そこで、攻略ルートに入っている攻略対象は『精霊結晶』というアイテムを獲得し同じくパワーアップ、主人公と共に魔王へ挑んでいくことになるのだ。
なお、上手くプレイすることによって三人まで『精霊結晶』を獲得することも出来るが、スケジュールや好感度の管理が難しく、普通は二人までが限度。ありがちな逆ハーレム展開はなかったりする。
ただ……このイベントが起こるのは、メルツェデスの知る限り早くて二年の夏なのだが。
黒幕の影響かメルツェデスの影響か、かなり早くなってしまっているようだ。
「精霊の加護はふさわしいと認められた者に与えられる。そこに男女は関係ないし、予想される最悪の事態においては男女がどうのと言っていられない可能性は高いからな」
「それは確かに。総力戦となってもおかしくないわけですから」
かつての『魔獣討伐訓練』において『魔王崇拝者』側が繰り出してきた魔獣の群れ。
魔王が復活したとなれば、その数倍どころではない数の魔獣が繰り出されてもおかしくはない。
その上、その出現場所と襲撃方向が限定出来た討伐訓練と違い、今回はどこに出現するかわからない。

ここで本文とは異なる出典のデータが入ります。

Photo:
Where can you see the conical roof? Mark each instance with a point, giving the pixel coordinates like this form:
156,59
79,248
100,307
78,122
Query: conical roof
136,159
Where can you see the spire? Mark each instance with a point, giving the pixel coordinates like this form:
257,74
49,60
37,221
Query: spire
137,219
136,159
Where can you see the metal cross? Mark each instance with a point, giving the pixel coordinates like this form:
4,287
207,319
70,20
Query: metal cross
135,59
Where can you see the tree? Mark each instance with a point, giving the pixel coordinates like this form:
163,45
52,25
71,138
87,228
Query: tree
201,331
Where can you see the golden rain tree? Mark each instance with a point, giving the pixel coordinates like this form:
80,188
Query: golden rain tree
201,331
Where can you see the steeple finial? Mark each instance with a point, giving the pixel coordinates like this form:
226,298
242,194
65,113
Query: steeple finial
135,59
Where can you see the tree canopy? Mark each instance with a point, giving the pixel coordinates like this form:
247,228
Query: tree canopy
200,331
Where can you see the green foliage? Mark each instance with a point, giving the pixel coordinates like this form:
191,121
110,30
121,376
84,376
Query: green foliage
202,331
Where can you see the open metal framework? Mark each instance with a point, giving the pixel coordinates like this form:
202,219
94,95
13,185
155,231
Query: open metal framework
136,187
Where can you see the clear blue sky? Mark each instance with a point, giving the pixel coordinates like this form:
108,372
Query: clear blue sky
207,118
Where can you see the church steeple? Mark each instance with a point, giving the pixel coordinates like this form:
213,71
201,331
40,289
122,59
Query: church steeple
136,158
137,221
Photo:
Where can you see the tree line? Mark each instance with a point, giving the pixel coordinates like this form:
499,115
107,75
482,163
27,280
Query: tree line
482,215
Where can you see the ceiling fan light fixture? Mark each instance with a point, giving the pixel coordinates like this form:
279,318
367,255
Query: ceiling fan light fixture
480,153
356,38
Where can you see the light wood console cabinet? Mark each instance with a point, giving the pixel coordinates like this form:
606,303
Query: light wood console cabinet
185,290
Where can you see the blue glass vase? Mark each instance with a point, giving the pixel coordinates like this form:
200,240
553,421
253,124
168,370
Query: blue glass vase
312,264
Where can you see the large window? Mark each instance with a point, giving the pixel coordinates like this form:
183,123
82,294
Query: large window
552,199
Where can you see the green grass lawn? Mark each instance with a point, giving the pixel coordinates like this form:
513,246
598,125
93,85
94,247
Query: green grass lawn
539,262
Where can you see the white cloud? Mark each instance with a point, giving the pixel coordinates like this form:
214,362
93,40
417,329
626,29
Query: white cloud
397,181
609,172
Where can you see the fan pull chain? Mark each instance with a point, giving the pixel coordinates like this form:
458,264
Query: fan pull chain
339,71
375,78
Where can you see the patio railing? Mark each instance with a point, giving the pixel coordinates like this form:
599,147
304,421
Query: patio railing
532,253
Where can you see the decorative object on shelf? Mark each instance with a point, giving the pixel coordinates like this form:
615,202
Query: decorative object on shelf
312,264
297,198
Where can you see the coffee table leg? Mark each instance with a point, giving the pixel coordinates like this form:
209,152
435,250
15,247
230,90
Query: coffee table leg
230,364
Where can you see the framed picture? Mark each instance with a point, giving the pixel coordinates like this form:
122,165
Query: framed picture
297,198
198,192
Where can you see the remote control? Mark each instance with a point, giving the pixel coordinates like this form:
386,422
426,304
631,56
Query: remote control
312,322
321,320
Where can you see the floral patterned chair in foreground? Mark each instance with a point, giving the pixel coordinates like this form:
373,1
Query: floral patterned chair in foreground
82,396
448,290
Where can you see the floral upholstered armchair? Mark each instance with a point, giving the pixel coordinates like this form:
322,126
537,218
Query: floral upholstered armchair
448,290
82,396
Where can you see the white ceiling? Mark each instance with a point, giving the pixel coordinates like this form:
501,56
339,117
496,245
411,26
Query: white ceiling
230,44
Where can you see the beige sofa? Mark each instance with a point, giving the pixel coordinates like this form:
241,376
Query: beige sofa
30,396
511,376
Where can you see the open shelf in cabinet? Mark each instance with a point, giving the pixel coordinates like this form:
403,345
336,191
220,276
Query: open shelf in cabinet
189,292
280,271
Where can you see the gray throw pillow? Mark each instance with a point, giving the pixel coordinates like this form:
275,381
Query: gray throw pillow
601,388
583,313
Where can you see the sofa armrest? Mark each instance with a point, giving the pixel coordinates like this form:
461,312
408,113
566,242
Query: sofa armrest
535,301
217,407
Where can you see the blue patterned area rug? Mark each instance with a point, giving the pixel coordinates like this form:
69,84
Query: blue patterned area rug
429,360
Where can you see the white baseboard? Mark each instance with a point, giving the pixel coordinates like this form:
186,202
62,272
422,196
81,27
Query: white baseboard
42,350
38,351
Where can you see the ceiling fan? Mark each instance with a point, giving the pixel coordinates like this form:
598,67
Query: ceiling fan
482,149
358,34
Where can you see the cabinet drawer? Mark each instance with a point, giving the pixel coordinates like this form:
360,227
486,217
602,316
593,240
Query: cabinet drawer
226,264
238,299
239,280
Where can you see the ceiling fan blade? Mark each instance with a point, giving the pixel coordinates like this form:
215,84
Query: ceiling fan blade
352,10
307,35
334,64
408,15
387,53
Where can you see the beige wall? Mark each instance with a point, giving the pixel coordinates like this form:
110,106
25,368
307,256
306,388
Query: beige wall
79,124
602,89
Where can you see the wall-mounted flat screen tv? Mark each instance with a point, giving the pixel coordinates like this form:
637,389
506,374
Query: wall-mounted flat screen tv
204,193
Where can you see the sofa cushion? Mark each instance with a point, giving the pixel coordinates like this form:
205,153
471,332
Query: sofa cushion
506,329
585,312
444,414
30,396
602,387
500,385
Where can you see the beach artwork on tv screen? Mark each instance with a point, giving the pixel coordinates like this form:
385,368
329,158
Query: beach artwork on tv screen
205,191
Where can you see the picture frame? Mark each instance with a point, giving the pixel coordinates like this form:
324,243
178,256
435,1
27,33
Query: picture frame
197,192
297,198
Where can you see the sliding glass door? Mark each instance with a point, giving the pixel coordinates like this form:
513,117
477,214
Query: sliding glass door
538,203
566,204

王都を四方八方から攻め立てられ守備兵を散らされるか、王国全土のあちこちをゲリラ的に襲われるか……どんな状況であれ、手数が大いに越したことはないだろう。
「ここからはまったなし、忙しくなるわね……」
先のことを考えて、メルツェデスは小さくため息を零したのだが。
「なら、そうなる前にこの急な出張の報酬を要求する。カーシャのとこで食べ放題で手を打とう」
「ちょ、ちょっとヘルミーナ様!?」
相変わらずの厚かましさで要求してくるヘルミーナと、あわあわとしながら窘めようとするクララを見て、思わず笑ってしまう。
また少し、肩に力が入ってしまっていたようだ。
「そうね、ミーナとクララさんにはちゃんとお礼をしないと。わたくしも久しぶりに食べたくなってしまったし」
起こっている出来事を考えれば、山場は近い。
そのことを、メルツェデスは誰よりも理解している。
だから頭はどうしても『なんとかしよう』という方向に力んでしまう。
けれど、これはゲームとは違うのだ。
その象徴とも言える二人の少女が仲良く言い合う姿を見ながら、メルツェデスは微笑んだのだった。